Republicans call on Congress to restrain NLRB

A group of 47 House Republican lawmakers is urging the heads of Congress’ appropriations committee to restrain the National Labor Relations Board from implementing several of former President Barack Obama’s changes to labor regulations.

A letter from the GOP members of Congress argues the board, the main federal labor law enforcement agency, went too far and instituted changes that shift the balance in favor of union recruiting efforts. It asks the appropriators to include provisions in the fiscal 2018 Labor, Health and Human Services and Education budget that would block the labor board from proceeding with Obama’s changes.

“Each of the provisions would address troubling initiatives by [the NLRB] that overturn decades of well-settled law and together upset the historic and appropriate balance between employer and employee rights,” the lawmakers state. The lead author of the letter was Rep. Bradley Byrne, R-Ala., chairman of the House Education and the Workforce Committee’s subcommittee on worker protections.

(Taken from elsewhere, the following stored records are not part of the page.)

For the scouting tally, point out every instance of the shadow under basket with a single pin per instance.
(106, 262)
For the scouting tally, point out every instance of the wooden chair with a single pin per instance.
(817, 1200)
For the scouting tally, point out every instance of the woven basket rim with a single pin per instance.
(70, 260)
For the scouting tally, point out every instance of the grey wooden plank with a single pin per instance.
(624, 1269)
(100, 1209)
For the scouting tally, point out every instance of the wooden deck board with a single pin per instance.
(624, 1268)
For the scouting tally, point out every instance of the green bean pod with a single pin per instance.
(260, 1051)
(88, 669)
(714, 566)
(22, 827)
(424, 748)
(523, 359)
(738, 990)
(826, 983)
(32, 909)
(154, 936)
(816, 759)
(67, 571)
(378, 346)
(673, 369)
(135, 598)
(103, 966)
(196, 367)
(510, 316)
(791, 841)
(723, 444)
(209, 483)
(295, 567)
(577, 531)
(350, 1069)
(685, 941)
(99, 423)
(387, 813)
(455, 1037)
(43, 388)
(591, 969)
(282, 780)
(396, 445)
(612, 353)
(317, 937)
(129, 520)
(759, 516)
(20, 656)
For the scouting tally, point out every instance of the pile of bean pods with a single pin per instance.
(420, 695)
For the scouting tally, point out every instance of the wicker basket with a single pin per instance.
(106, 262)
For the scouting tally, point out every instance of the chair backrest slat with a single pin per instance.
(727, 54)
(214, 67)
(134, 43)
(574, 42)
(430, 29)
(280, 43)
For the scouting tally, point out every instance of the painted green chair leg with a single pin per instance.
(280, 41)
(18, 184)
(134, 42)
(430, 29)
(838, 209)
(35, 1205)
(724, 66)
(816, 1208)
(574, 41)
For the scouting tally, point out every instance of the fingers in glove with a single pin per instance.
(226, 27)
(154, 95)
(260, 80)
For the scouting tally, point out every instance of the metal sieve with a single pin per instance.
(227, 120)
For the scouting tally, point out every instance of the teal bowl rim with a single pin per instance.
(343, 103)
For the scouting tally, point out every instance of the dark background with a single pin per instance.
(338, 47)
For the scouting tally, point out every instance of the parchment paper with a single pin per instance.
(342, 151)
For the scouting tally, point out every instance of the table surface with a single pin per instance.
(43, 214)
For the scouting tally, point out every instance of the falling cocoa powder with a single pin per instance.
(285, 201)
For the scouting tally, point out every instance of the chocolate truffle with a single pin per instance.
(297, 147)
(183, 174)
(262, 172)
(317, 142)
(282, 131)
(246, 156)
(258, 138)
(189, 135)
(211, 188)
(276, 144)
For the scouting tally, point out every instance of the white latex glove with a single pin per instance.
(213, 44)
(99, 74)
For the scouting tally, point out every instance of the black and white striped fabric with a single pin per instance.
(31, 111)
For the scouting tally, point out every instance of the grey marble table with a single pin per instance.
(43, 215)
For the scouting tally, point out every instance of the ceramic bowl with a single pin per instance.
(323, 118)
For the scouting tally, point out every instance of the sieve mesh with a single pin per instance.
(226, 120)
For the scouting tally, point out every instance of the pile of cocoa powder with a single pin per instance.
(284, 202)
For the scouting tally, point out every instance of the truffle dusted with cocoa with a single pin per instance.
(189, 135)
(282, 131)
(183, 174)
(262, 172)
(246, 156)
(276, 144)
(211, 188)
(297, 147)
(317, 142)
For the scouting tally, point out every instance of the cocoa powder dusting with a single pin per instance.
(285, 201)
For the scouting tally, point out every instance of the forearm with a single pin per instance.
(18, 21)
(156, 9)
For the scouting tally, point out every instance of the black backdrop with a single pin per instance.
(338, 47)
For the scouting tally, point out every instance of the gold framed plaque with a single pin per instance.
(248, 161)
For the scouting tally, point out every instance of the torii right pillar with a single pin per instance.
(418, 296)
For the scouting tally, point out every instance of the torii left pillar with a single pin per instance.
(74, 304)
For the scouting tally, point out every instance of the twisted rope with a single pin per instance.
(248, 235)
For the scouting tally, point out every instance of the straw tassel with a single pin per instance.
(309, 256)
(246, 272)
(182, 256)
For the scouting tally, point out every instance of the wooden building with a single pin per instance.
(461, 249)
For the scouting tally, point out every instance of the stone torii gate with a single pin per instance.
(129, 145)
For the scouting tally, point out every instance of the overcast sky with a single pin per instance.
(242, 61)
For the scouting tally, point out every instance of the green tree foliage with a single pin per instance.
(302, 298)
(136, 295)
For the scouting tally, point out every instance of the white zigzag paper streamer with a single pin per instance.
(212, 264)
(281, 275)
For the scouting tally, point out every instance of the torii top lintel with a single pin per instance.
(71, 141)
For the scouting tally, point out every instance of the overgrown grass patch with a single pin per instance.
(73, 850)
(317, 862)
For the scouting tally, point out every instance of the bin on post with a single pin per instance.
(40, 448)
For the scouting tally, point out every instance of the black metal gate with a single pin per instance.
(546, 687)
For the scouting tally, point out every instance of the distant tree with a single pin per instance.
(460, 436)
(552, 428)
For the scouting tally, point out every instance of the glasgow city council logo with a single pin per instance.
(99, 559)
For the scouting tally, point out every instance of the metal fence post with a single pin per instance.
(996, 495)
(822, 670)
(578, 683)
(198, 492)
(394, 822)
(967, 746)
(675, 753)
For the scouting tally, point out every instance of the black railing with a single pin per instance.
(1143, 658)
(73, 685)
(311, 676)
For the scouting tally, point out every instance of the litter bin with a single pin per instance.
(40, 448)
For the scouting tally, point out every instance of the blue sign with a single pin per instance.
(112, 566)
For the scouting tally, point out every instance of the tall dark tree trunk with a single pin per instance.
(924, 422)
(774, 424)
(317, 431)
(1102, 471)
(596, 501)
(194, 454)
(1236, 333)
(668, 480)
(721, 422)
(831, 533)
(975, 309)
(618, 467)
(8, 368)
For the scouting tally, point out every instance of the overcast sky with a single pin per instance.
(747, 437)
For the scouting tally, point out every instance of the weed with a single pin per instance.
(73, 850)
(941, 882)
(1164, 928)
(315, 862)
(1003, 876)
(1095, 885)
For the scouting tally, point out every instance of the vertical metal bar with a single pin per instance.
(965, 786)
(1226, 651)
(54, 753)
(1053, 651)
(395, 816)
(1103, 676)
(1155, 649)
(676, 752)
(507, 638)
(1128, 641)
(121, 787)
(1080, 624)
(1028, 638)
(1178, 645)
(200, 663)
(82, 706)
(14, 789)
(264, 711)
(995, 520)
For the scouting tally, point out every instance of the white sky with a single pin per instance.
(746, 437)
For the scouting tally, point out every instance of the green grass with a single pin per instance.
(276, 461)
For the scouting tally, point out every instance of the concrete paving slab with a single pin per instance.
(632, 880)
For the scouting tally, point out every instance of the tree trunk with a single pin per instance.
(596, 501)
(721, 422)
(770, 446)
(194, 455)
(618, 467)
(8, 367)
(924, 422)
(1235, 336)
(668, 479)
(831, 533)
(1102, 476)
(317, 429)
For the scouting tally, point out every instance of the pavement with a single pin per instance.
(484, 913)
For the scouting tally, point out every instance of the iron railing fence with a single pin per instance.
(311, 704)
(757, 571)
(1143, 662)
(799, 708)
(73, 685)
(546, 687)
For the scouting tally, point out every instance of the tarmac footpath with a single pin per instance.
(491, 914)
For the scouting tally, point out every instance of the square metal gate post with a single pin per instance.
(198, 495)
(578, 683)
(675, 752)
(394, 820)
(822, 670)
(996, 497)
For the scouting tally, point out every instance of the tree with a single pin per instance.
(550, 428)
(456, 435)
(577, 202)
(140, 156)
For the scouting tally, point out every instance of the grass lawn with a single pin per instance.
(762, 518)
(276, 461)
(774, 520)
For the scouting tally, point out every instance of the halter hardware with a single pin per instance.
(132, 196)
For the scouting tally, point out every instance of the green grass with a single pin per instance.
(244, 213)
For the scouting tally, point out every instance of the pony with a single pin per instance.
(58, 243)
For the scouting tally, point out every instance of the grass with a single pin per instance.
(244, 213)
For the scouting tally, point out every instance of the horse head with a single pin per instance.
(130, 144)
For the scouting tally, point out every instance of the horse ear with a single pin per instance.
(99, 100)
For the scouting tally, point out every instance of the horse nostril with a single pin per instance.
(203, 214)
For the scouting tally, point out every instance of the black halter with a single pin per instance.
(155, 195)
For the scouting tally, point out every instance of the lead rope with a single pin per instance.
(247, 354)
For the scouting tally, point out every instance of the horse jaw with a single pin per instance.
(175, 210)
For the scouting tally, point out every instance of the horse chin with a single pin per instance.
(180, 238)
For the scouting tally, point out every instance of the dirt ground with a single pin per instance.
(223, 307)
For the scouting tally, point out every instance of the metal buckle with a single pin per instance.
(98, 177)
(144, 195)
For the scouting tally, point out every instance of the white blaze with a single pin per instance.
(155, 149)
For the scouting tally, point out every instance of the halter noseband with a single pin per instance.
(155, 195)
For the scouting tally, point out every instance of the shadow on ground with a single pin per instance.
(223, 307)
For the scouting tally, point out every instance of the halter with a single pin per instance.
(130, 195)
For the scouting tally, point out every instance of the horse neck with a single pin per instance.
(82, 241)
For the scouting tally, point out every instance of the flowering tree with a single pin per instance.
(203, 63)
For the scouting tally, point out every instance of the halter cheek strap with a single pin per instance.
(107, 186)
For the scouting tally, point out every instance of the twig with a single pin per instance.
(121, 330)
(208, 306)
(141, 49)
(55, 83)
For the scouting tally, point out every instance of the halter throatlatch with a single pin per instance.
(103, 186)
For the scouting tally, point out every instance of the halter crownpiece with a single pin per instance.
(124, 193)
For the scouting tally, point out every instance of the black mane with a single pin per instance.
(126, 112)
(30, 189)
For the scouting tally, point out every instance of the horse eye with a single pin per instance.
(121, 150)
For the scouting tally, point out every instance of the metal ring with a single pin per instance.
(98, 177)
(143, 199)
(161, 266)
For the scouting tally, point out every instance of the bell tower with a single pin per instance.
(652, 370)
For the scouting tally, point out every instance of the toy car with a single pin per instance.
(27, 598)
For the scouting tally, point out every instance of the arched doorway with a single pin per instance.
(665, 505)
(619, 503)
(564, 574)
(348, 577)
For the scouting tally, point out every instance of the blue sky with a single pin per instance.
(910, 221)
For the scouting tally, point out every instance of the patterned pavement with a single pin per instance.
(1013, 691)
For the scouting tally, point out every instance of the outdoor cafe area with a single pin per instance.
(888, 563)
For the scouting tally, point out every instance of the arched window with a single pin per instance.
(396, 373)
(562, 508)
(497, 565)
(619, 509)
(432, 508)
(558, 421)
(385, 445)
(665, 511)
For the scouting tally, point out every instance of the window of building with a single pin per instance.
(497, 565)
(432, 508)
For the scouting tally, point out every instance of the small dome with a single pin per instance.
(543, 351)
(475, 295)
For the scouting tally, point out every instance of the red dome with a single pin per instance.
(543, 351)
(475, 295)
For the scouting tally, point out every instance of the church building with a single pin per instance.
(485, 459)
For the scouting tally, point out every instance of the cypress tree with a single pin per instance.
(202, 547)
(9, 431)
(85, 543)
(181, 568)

The letter cites three issues. First is the board’s efforts to expand the “joint employer” standard — when one business is legally liable for workplace violations by another business — from direct control of the other company’s workers to the much vaguer “indirect control” standard. It also cites the board’s efforts to reduce the time from when workplace organizing elections are authorized to when they are held, dubbing it the “ambush election” rule. Finally, it criticizes the board’s decision to allow unions to organize subgroups of workers rather than all employees at once, a move that allows unions to get a foothold in businesses they otherwise lack the worker support to organize.